SCONE: A Practical, Constraint-Aware Plug-in for Latent Encoding in Learned DNA Storage
Cihan Ruan, Lebin Zhou, Rongduo Han, Linyi Han, Bingqing Zhao, Chenchen Zhu, Wei Jiang, Wei Wang, Nam Ling
TL;DR
This work tackles the challenge of efficiently encoding data for DNA storage within neural compression pipelines by introducing SCONE, a constraint-aware, quaternary arithmetic coder that operates directly on latent representations. It employs a deterministic FSM to enforce GC balance and homopolymer suppression during encoding, eliminating post-hoc corrections and preserving differentiability with learned priors. The approach yields a reproducible, end-to-end capable interface that achieves about 1.86 bits per nucleotide with high constraint satisfaction (≈$0.50$ GC content and max homopolymer length of 3) and negligible latency.
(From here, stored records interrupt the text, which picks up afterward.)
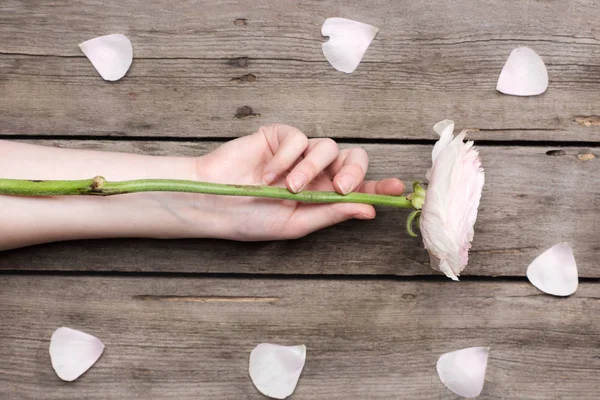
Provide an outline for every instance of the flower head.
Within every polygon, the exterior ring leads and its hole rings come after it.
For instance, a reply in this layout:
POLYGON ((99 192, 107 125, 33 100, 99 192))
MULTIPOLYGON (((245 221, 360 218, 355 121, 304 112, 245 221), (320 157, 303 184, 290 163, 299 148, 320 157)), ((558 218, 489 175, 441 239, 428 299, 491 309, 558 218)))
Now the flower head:
POLYGON ((463 142, 465 131, 454 137, 454 122, 450 120, 438 122, 433 129, 440 139, 427 173, 421 234, 431 266, 458 280, 469 260, 484 174, 473 142, 463 142))

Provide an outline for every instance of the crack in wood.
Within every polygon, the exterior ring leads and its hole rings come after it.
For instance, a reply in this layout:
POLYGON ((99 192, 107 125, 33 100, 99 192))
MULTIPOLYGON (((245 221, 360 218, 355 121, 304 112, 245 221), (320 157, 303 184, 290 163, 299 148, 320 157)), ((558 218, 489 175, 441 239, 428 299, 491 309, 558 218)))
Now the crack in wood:
POLYGON ((535 131, 544 131, 544 132, 556 132, 559 131, 559 129, 555 129, 555 128, 466 128, 465 129, 467 132, 504 132, 504 131, 510 131, 510 132, 519 132, 519 131, 523 131, 523 132, 535 132, 535 131))
POLYGON ((555 156, 555 157, 560 157, 560 156, 566 156, 567 152, 564 150, 548 150, 546 152, 547 156, 555 156))
POLYGON ((157 296, 138 295, 134 300, 164 301, 182 303, 275 303, 279 297, 254 297, 254 296, 157 296))
POLYGON ((537 250, 537 247, 515 247, 511 249, 489 249, 489 250, 471 250, 471 254, 519 254, 529 250, 537 250))
POLYGON ((586 38, 586 37, 577 37, 577 36, 568 36, 568 35, 553 35, 554 37, 564 38, 564 39, 574 39, 573 41, 560 41, 553 39, 540 39, 540 38, 485 38, 485 39, 451 39, 451 38, 428 38, 428 37, 412 37, 410 39, 405 39, 405 42, 429 42, 432 45, 440 45, 440 46, 455 46, 462 44, 472 44, 472 43, 494 43, 494 42, 515 42, 515 43, 554 43, 554 44, 564 44, 564 43, 584 43, 592 46, 597 46, 600 43, 596 38, 586 38))

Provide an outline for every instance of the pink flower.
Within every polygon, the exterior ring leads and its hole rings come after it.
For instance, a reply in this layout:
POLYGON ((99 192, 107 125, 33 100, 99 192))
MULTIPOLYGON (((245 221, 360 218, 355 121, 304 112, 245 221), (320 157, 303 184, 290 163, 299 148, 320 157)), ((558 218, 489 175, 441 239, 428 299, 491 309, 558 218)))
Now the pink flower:
POLYGON ((454 122, 450 120, 438 122, 433 129, 440 139, 427 173, 421 235, 432 268, 457 281, 469 260, 484 174, 473 142, 463 142, 465 131, 454 137, 454 122))

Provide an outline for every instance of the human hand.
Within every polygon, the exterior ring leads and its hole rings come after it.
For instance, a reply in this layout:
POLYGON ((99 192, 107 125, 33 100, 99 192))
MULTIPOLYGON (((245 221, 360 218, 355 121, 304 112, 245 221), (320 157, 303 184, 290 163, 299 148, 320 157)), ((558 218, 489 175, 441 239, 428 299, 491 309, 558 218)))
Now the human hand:
MULTIPOLYGON (((368 156, 339 151, 286 125, 262 127, 201 157, 156 157, 0 141, 0 172, 13 179, 187 179, 215 183, 400 195, 398 179, 364 181, 368 156), (274 175, 273 175, 274 174, 274 175)), ((126 196, 0 196, 0 250, 57 240, 112 237, 274 240, 304 236, 347 219, 371 219, 367 204, 147 192, 126 196), (90 216, 94 223, 90 224, 90 216), (0 232, 1 233, 1 232, 0 232)))
MULTIPOLYGON (((308 139, 296 128, 273 124, 198 157, 196 179, 285 186, 294 193, 309 189, 340 194, 402 194, 404 184, 396 178, 365 181, 368 164, 368 155, 361 148, 340 151, 331 139, 308 139)), ((348 219, 375 217, 375 209, 368 204, 197 196, 196 207, 201 208, 203 216, 220 216, 213 222, 213 236, 233 240, 292 239, 348 219)))

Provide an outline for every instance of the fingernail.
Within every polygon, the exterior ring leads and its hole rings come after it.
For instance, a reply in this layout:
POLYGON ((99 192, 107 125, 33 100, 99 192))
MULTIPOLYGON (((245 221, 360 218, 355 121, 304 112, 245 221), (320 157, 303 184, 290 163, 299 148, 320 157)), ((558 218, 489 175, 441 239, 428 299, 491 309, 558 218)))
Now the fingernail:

Practically, SCONE enables end-to-end optimization of latent-to-DNA pipelines, offering a scalable, reversible solution for integrated DNA-based neural computation and storage.
Abstract
DNA storage has matured from concept to practical stage, yet its integration with neural compression pipelines remains inefficient. Early DNA encoders applied redundancy-heavy constraint layers atop raw binary data - workable but primitive. Recent neural codecs compress data into learned latent representations with rich statistical structure, yet still convert these latents to DNA via naive binary-to-quaternary transcoding, discarding the entropy model's optimization. This mismatch undermines compression efficiency and complicates the encoding stack. A plug-in module that collapses latent compression and DNA encoding into a single step. SCONE performs quaternary arithmetic coding directly on the latent space in DNA bases. Its Constraint-Aware Adaptive Coding module dynamically steers the entropy encoder's learned probability distribution to enforce biochemical constraints - Guanine-Cytosine (GC) balance and homopolymer suppression - deterministically during encoding, eliminating post-hoc correction. The design preserves full reversibility and exploits the hyperprior model's learned priors without modification. Experiments show SCONE achieves near-perfect constraint satisfaction with negligible computational overhead (<2% latency), establishing a latent-agnostic interface for end-to-end DNA-compatible learned codecs.